The affirmation of literature (together with politics) as a generic singularity, if situated rigorously in that context, is not an “art-for-art’s-sake” kind of argument. Not at all. Instead, what such affirmation amounts to is literature is so autonomous, or singular, that it’s not even for itself, to say nothing of being for the political. The autonomy of literature that a militant engaging with literature must affirm — if he’s to be truly committed to his literary engagement, and thereby to his militancy — is not the sovereignty-seeking aestheticised particularity of literature, but literature as the “inaesthetic” (Badiou) evental-process of singularisation in the determinate paradigmatic condition of the literary.
It, therefore, follows that to think the singularity of literature, or, for that matter, the singularity of politics, is to necessarily think them in their respective limits. To not do that would hypostatise the eventality of the singular with the paradigmatic condition, wherein it is determinately instantiated. That would amount to politics as the revolution of the event turning into counter-revolutionary antipolitics of evental revisionism.
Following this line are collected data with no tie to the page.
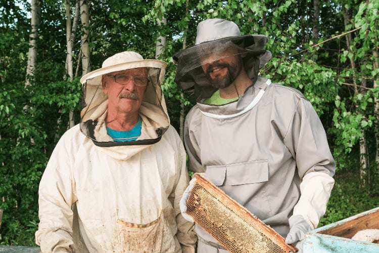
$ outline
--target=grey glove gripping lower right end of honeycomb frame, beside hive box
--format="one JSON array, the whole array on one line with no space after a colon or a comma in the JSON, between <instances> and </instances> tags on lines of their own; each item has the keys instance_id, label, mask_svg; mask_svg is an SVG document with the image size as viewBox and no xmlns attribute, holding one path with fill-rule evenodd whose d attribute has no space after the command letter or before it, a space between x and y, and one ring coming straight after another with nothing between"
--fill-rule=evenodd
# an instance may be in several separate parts
<instances>
[{"instance_id":1,"label":"grey glove gripping lower right end of honeycomb frame, beside hive box","mask_svg":"<svg viewBox=\"0 0 379 253\"><path fill-rule=\"evenodd\" d=\"M312 228L301 215L291 216L288 221L290 223L290 232L286 237L286 243L295 244L295 247L299 249L298 253L301 253L303 252L304 235L311 231Z\"/></svg>"}]
</instances>

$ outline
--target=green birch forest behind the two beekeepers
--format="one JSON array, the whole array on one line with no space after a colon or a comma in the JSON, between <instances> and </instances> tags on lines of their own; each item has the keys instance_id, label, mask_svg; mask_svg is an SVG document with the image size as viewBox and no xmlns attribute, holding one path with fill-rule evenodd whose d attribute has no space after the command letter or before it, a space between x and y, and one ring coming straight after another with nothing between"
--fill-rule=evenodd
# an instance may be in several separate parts
<instances>
[{"instance_id":1,"label":"green birch forest behind the two beekeepers","mask_svg":"<svg viewBox=\"0 0 379 253\"><path fill-rule=\"evenodd\" d=\"M79 78L107 57L131 50L168 63L162 90L182 136L194 98L176 86L171 56L194 45L207 18L265 34L273 57L260 75L300 90L320 116L337 173L319 226L379 205L379 1L0 3L0 244L35 245L39 180L80 121Z\"/></svg>"}]
</instances>

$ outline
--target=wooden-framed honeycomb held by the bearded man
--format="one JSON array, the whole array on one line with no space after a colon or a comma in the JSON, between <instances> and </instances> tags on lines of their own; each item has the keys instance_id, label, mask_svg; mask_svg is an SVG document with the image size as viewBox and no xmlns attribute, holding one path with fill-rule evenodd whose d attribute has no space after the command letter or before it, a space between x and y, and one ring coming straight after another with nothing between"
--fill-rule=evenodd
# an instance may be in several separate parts
<instances>
[{"instance_id":1,"label":"wooden-framed honeycomb held by the bearded man","mask_svg":"<svg viewBox=\"0 0 379 253\"><path fill-rule=\"evenodd\" d=\"M288 253L297 248L264 224L245 207L196 174L186 213L228 251Z\"/></svg>"}]
</instances>

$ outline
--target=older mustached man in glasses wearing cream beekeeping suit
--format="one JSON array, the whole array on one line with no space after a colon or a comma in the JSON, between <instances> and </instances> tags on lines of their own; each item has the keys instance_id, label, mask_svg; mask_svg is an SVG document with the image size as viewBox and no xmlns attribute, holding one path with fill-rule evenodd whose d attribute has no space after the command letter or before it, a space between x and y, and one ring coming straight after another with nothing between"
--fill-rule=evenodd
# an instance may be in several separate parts
<instances>
[{"instance_id":1,"label":"older mustached man in glasses wearing cream beekeeping suit","mask_svg":"<svg viewBox=\"0 0 379 253\"><path fill-rule=\"evenodd\" d=\"M122 52L81 78L81 122L39 185L43 252L195 252L179 209L189 179L160 88L165 67Z\"/></svg>"}]
</instances>

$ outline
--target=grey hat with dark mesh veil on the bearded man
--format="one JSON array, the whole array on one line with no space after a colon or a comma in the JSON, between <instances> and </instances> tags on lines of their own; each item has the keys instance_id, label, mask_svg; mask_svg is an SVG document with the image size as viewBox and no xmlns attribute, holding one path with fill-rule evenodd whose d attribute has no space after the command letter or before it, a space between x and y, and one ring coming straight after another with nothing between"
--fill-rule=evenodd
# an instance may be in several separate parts
<instances>
[{"instance_id":1,"label":"grey hat with dark mesh veil on the bearded man","mask_svg":"<svg viewBox=\"0 0 379 253\"><path fill-rule=\"evenodd\" d=\"M271 59L271 52L264 50L267 40L262 34L242 35L238 25L232 21L204 20L198 24L195 46L184 49L172 57L173 62L177 64L175 81L183 90L194 85L210 86L209 79L201 70L201 65L204 64L202 58L209 54L217 57L218 52L229 47L234 47L238 51L236 54L243 57L244 68L253 78L258 74L259 68Z\"/></svg>"}]
</instances>

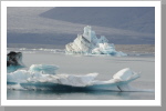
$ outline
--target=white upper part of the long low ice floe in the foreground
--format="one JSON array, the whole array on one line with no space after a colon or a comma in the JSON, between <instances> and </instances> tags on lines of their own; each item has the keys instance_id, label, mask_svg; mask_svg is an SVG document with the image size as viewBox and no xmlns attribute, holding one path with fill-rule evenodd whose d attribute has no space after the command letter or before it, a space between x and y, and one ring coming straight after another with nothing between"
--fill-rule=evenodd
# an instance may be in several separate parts
<instances>
[{"instance_id":1,"label":"white upper part of the long low ice floe in the foreground","mask_svg":"<svg viewBox=\"0 0 166 111\"><path fill-rule=\"evenodd\" d=\"M48 64L45 64L48 65ZM45 67L41 64L33 64L31 65L31 70L18 70L11 73L7 74L7 82L14 82L14 83L23 83L27 85L33 84L32 88L38 88L39 83L51 83L50 85L56 85L56 84L63 84L69 87L76 87L76 88L84 88L84 87L91 87L97 88L97 87L111 87L111 85L117 85L117 88L123 91L125 88L125 91L131 91L131 89L126 89L127 83L138 78L138 74L133 72L131 69L126 68L121 71L118 71L116 74L113 75L113 79L106 80L106 81L100 81L95 80L98 73L89 73L84 75L75 75L75 74L43 74L42 71L45 71L49 69L50 73L50 65ZM34 71L33 69L44 67L43 69L38 69ZM54 69L53 69L54 71ZM48 70L46 70L48 72ZM37 84L37 85L35 85ZM108 84L108 85L107 85ZM122 85L126 84L126 85ZM44 85L44 84L40 84Z\"/></svg>"}]
</instances>

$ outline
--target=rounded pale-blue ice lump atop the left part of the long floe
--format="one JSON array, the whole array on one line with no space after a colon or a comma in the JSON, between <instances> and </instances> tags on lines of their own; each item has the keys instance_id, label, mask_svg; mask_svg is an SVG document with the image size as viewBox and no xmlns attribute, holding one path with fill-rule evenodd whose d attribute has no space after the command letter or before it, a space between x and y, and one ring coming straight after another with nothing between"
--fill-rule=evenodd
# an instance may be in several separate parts
<instances>
[{"instance_id":1,"label":"rounded pale-blue ice lump atop the left part of the long floe","mask_svg":"<svg viewBox=\"0 0 166 111\"><path fill-rule=\"evenodd\" d=\"M43 74L55 74L59 67L54 64L32 64L29 69L30 72L41 72Z\"/></svg>"}]
</instances>

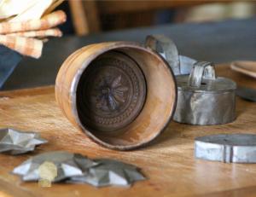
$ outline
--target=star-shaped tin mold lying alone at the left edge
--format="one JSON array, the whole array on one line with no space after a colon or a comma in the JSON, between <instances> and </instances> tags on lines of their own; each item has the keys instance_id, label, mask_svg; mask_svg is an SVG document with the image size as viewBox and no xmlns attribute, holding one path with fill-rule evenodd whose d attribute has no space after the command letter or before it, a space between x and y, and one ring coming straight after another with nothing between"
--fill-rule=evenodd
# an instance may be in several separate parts
<instances>
[{"instance_id":1,"label":"star-shaped tin mold lying alone at the left edge","mask_svg":"<svg viewBox=\"0 0 256 197\"><path fill-rule=\"evenodd\" d=\"M25 132L9 128L0 130L0 153L25 154L33 151L37 145L46 142L35 132Z\"/></svg>"}]
</instances>

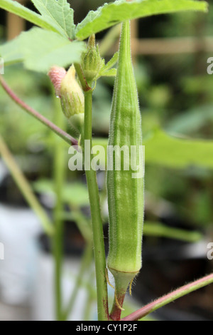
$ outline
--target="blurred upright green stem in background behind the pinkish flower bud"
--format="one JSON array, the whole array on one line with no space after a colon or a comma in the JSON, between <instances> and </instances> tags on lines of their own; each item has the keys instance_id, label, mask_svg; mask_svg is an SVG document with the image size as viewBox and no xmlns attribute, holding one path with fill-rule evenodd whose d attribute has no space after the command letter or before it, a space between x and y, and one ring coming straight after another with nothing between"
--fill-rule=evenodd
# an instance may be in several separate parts
<instances>
[{"instance_id":1,"label":"blurred upright green stem in background behind the pinkish flower bud","mask_svg":"<svg viewBox=\"0 0 213 335\"><path fill-rule=\"evenodd\" d=\"M60 110L60 103L55 102L55 123L63 127L64 117ZM62 321L62 259L63 259L63 220L61 212L63 210L62 188L65 182L65 151L63 143L59 138L55 138L54 145L54 185L56 204L53 212L53 220L55 225L55 235L53 236L53 256L55 259L55 317L58 321Z\"/></svg>"}]
</instances>

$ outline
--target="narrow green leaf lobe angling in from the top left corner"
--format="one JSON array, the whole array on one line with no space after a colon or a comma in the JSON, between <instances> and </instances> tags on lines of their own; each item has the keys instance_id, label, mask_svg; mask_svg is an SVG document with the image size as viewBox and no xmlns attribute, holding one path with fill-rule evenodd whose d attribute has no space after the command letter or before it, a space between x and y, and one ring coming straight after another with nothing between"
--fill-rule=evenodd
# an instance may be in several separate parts
<instances>
[{"instance_id":1,"label":"narrow green leaf lobe angling in from the top left corner","mask_svg":"<svg viewBox=\"0 0 213 335\"><path fill-rule=\"evenodd\" d=\"M0 8L9 11L10 13L16 14L32 24L40 26L41 28L48 29L51 31L58 31L58 27L53 24L53 21L48 17L43 17L34 11L26 8L25 6L18 4L17 1L13 0L1 0Z\"/></svg>"}]
</instances>

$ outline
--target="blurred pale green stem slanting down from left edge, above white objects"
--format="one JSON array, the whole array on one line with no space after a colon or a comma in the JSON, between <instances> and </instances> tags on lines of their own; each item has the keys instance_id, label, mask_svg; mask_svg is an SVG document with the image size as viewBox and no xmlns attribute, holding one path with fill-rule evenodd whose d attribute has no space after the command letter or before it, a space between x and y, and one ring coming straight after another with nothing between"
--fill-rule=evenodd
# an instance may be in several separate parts
<instances>
[{"instance_id":1,"label":"blurred pale green stem slanting down from left edge, above white objects","mask_svg":"<svg viewBox=\"0 0 213 335\"><path fill-rule=\"evenodd\" d=\"M46 234L52 235L54 233L54 228L48 215L46 214L45 210L43 210L43 207L38 202L38 199L35 197L31 189L31 185L29 184L28 180L26 180L26 177L23 175L21 169L18 167L16 161L9 151L9 148L7 148L3 138L1 138L1 135L0 153L4 159L4 162L6 163L6 166L9 168L16 185L18 186L19 190L21 190L21 193L23 194L26 202L28 202L28 205L32 208L35 214L38 215L40 222L43 225L44 231Z\"/></svg>"}]
</instances>

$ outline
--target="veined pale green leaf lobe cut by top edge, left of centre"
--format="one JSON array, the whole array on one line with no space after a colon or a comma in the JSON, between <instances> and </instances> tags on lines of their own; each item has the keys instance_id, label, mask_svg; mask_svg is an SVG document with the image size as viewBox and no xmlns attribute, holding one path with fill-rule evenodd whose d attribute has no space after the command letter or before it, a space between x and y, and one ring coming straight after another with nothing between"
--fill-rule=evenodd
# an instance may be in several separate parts
<instances>
[{"instance_id":1,"label":"veined pale green leaf lobe cut by top edge, left of centre","mask_svg":"<svg viewBox=\"0 0 213 335\"><path fill-rule=\"evenodd\" d=\"M31 0L40 11L44 19L53 23L58 32L68 38L74 39L75 24L73 22L73 9L67 0Z\"/></svg>"}]
</instances>

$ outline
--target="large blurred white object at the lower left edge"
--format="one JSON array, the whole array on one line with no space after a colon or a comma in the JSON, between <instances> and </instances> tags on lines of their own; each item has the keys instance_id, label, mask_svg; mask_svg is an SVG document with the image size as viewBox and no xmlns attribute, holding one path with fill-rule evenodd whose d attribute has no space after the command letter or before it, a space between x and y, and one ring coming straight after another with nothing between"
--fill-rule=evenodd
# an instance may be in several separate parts
<instances>
[{"instance_id":1,"label":"large blurred white object at the lower left edge","mask_svg":"<svg viewBox=\"0 0 213 335\"><path fill-rule=\"evenodd\" d=\"M25 304L30 298L35 278L41 232L38 217L30 209L0 204L0 242L4 260L0 260L1 301Z\"/></svg>"}]
</instances>

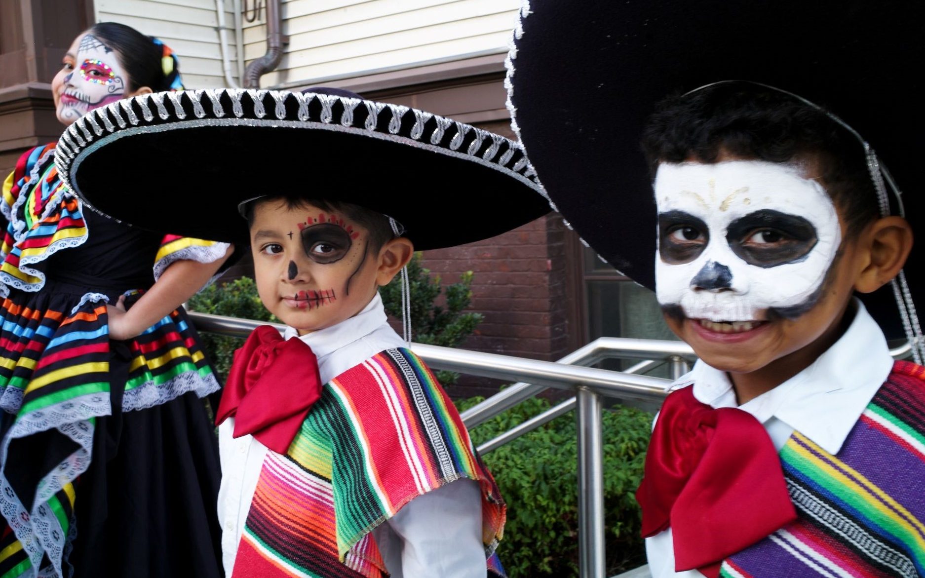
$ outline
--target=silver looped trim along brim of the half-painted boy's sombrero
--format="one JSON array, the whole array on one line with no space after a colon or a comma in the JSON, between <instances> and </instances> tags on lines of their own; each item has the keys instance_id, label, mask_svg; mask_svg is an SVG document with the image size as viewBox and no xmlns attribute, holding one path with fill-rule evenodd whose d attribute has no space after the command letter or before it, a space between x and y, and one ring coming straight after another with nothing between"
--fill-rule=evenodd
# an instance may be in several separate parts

Politics then is nothing else save the actualisation/actuality of this mode of thinking singularities in their respective limits. More importantly, it’s such thinking in action. In such circumstances, the only radical possibility before militant politics, as far as literature is concerned, is to demonstrate and reveal, not politics in literature but politics of literature. That is, not the demonstration of what literature says about politics, but the demonstration of politics in what literature in being literature is. More precisely, the politics of literature is literature being the revelation of the formal economy it is as literature.